Steve Donachie - Miami, FL (USA):

This book has wooden covers and opens with a hinge. It
    is the log of a square-rigged ship, and was bolted to the
    captain's chart table.
This book is a diary of dreams, but was writ with an
    ink that fades, so the earliest passages are nearly invisible, while the
    latest are still bright and crisp and clear.
This book consists of twenty volumes and is an attempt to capture
    the entire life of its central character, omitting no friends or acquaintances.
    The author had it illustrated with sketches.
This is the photo album of a young man who went to
    war in the 1940's.

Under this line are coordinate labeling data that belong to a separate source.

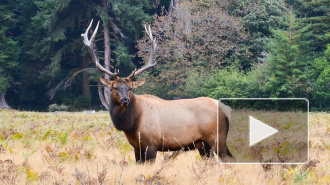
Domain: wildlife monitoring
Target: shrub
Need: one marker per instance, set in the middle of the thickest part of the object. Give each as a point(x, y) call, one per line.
point(54, 107)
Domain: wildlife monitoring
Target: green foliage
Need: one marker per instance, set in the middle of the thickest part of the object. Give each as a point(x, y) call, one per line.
point(230, 82)
point(54, 107)
point(76, 103)
point(9, 48)
point(321, 85)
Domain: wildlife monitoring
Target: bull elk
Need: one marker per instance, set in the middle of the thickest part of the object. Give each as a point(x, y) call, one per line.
point(152, 124)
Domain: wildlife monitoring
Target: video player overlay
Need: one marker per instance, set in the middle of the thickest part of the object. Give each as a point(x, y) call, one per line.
point(267, 130)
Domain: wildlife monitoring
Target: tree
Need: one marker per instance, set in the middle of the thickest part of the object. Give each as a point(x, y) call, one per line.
point(53, 50)
point(9, 50)
point(321, 84)
point(314, 14)
point(194, 37)
point(288, 65)
point(259, 18)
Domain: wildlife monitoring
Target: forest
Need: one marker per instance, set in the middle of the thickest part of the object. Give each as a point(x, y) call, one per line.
point(213, 48)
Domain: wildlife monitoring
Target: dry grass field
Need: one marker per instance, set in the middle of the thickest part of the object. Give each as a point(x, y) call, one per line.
point(78, 148)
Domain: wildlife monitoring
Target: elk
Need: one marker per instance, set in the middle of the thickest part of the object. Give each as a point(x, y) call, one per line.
point(152, 124)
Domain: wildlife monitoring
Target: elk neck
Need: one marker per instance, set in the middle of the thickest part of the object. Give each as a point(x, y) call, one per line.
point(125, 118)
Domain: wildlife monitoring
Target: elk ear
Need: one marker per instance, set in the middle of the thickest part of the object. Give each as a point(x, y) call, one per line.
point(138, 83)
point(106, 82)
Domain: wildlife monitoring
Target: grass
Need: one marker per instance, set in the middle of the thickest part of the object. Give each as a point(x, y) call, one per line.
point(77, 148)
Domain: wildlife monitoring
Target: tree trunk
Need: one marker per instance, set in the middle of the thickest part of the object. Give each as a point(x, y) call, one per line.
point(86, 83)
point(107, 51)
point(103, 101)
point(3, 103)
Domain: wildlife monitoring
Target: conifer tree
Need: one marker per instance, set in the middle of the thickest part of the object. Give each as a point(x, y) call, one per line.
point(9, 50)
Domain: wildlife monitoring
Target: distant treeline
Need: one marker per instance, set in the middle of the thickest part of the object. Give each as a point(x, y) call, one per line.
point(219, 49)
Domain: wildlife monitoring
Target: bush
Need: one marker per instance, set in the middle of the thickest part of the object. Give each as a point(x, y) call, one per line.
point(54, 107)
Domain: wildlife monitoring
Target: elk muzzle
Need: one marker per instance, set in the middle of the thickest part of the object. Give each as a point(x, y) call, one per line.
point(124, 101)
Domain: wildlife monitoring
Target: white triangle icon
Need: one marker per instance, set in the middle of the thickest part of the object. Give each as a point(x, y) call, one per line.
point(259, 131)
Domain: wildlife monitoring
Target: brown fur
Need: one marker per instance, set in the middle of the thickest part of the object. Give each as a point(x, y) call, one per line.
point(168, 124)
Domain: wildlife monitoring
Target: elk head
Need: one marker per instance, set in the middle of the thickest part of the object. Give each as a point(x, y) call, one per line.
point(121, 86)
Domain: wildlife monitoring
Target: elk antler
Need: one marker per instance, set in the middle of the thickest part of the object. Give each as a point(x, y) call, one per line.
point(90, 44)
point(151, 58)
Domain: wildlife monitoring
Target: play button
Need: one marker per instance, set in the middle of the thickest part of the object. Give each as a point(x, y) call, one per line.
point(259, 131)
point(267, 130)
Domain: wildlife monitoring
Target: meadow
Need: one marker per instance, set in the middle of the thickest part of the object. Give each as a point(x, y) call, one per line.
point(78, 148)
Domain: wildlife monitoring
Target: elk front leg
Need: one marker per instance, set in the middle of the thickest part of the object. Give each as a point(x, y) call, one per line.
point(138, 155)
point(150, 154)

Half way through the pictures end and the
    rest of the pages are blank and black.
This is a book from Bali, written in pictographs on palm leaves
    strung together like a venetian blind. When you ruffle through the
    pages you can smell the aroma of a tropical breeze from long
    ago, as if a window had opened.
This book is infinitely long, but it still fits in its cover
    because each page is nine tenths as thick as the one before.
This book was etched on incredibly thin plates of glass which have
    stuck together, piling all the words on top of one another and
    making it impossible to read.
This is a book imagined by Italo Calvino. Its words have
    been sorted according to frequency of use.
This is a book of plans for a house, including a full
    size mockup that unfolds from the center.
This book is a play in which each line is uttered by
    a different character, not unlike this library.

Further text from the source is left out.